Temi Mwale, founder of gang culture awareness group Get Outta the Gang, said we need to remember that the issue lies with the police, not with the teenagers being stopped on the street. Being clued-up about the law isn't going to save you if officers decide you look suspicious.
"It is important for people to know their rights, but we need to move the onus off young people and focus on the police," she said.
For their part, police said things are getting better. Since a wave of reforms in 2012, the London Met have reduced their overall use of stop and search by 20 percent and no-suspicion stop and search by 90 percent. It's worth noting that, in the same period, stabbings have fallen by a third and shootings by 40 percent, hardly testament to the efficacy of the power.
Nick Glynn is a serving police inspector and leads the College of Policing's work on improving stop and search. Glynn himself has been stopped and searched around 30 times while off-duty by officers from other forces.

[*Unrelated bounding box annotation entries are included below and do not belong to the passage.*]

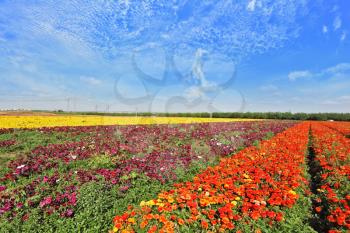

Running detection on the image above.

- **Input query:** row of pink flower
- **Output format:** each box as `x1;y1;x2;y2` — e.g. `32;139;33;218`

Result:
0;122;292;219
0;139;16;148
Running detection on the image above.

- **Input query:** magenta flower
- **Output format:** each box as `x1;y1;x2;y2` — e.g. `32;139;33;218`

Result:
39;197;52;208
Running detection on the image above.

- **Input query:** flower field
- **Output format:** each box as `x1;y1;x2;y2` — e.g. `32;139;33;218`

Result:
0;116;350;232
0;115;256;128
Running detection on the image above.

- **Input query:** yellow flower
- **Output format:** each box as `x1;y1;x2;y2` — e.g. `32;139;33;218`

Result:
128;218;136;224
140;201;146;207
0;115;258;128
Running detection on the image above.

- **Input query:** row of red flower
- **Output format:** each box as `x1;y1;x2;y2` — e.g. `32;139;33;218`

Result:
111;123;309;232
0;122;293;220
0;139;16;148
312;123;350;232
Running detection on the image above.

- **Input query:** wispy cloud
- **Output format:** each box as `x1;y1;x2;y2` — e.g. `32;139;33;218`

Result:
340;31;347;41
247;0;256;11
333;15;342;31
259;84;279;92
288;70;312;81
288;62;350;81
323;62;350;74
80;76;101;86
322;25;328;33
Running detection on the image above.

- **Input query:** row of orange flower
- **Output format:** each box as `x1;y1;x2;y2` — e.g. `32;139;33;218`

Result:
312;123;350;232
111;123;310;232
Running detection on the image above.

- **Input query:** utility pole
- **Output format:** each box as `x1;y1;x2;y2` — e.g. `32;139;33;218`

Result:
67;98;70;112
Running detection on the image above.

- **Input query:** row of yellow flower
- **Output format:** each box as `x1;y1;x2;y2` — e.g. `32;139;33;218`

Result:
0;116;256;128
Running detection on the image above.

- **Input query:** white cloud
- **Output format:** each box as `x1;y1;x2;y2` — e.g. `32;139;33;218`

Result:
259;84;279;92
322;95;350;105
288;70;312;81
338;95;350;103
288;62;350;81
80;76;101;86
323;63;350;74
247;0;256;11
322;25;328;33
333;15;342;31
340;32;347;41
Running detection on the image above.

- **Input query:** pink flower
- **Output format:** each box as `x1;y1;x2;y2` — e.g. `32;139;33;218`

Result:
0;185;6;192
39;197;52;208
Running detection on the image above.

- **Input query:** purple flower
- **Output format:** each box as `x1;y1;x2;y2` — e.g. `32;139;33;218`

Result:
39;197;52;208
0;185;6;192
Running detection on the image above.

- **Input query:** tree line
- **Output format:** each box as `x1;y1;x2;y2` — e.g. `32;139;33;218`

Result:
50;110;350;121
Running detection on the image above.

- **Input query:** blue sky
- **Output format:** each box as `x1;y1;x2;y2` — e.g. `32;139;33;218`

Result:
0;0;350;112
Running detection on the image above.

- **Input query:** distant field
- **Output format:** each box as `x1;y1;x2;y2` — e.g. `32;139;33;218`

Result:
0;114;255;128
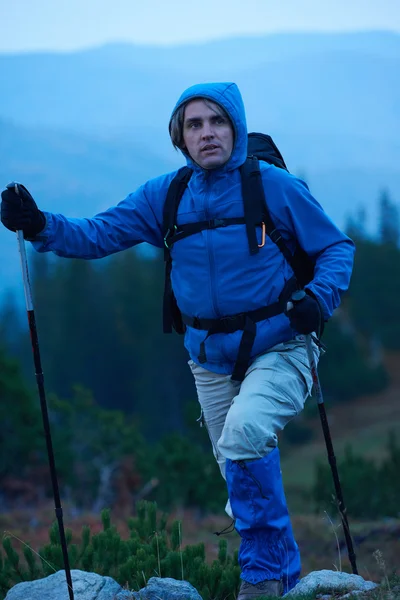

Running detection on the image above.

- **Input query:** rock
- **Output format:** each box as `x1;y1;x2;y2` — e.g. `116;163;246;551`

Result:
130;577;202;600
5;569;122;600
285;570;378;598
5;569;202;600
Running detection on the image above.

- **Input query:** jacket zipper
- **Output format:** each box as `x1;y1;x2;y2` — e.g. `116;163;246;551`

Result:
204;174;221;317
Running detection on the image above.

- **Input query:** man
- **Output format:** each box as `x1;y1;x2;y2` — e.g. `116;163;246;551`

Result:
1;83;354;600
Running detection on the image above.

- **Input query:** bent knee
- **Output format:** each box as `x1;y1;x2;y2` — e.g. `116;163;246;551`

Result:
218;406;278;460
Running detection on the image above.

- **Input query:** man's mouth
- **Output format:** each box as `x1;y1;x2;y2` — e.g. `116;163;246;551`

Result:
201;144;219;152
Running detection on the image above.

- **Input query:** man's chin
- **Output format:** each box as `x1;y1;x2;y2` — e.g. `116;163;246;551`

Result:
200;158;227;171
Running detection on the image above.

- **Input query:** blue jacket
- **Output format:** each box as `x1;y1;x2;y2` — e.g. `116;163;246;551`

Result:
33;83;354;374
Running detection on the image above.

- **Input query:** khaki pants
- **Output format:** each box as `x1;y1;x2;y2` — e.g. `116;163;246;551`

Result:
189;335;319;514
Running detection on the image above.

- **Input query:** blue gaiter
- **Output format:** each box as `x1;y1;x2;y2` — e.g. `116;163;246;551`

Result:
226;448;301;593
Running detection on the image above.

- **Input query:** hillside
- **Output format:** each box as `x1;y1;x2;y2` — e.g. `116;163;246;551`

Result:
282;353;400;496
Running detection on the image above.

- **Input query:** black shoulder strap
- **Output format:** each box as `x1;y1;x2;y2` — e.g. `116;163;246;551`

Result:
240;156;265;254
240;156;304;278
163;167;193;239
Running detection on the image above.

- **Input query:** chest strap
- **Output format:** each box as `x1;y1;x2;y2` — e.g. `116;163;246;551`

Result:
182;300;285;381
164;217;250;250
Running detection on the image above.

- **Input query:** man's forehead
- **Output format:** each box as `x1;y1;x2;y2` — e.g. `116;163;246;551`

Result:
185;98;221;119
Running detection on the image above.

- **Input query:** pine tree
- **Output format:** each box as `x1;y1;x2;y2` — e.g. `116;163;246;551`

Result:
379;189;400;246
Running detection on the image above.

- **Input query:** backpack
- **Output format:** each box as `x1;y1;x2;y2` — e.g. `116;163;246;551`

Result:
163;133;315;381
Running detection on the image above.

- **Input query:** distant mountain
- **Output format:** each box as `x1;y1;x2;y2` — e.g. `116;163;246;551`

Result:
0;32;400;298
0;33;400;140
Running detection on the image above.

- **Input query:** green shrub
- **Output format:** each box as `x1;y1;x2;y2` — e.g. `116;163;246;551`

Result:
0;501;240;600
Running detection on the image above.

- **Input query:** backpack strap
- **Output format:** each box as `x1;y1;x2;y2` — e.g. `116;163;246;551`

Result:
240;156;265;254
163;167;193;333
240;156;300;279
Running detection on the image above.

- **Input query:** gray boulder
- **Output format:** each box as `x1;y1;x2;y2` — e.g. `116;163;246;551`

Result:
5;569;122;600
5;569;202;600
130;577;202;600
285;570;378;598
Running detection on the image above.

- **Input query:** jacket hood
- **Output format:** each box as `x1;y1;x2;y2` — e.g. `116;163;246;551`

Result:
169;82;247;171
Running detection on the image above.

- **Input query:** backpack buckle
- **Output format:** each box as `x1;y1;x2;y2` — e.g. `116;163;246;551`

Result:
258;221;265;248
269;229;282;244
164;225;178;250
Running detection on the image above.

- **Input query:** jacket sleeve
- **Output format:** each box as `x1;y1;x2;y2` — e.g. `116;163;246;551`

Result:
264;168;355;320
32;177;165;259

"Anybody who denies there's a racial element to stop and search is clearly on another planet," he said.
Last year, only 0.0007 percent of people stopped and searched by the police used the complaints system. People say that, grim though it is, stop and search has become normalised. Why even bother reporting it? It can be hard to identify the officers who've searched you and, if you don't trust the police anyway, reporting an incident seems pointless.
Estelle du Boulay of the Newham Monitoring Project told me she recently worked with a man who sustained 40 injuries the police couldn't account for.
"He didn't want to put in a complaint," she said. "He didn't want any more to do with the police."
"There is no evidence that stop and search works," said StopWatch spokesperson Taherali Gulamhussein. "I hope that young people realise that when they feel racism they are not alone in feeling this."
No one was talking in platitudes. Abbott was unequivocal about what she believes to be the root of law enforcement tools like stop and search.
"The origins lie in the history of chattel slavery," she said. "We as a society still live with these attitudes: that black people – and, in particular, black men – are not fully human.
"Stop and search is unfair, it's humiliating and it's unnecessary. But aside from personal experience, stop and search is a microcosm of the attitudes of our state and police in this country."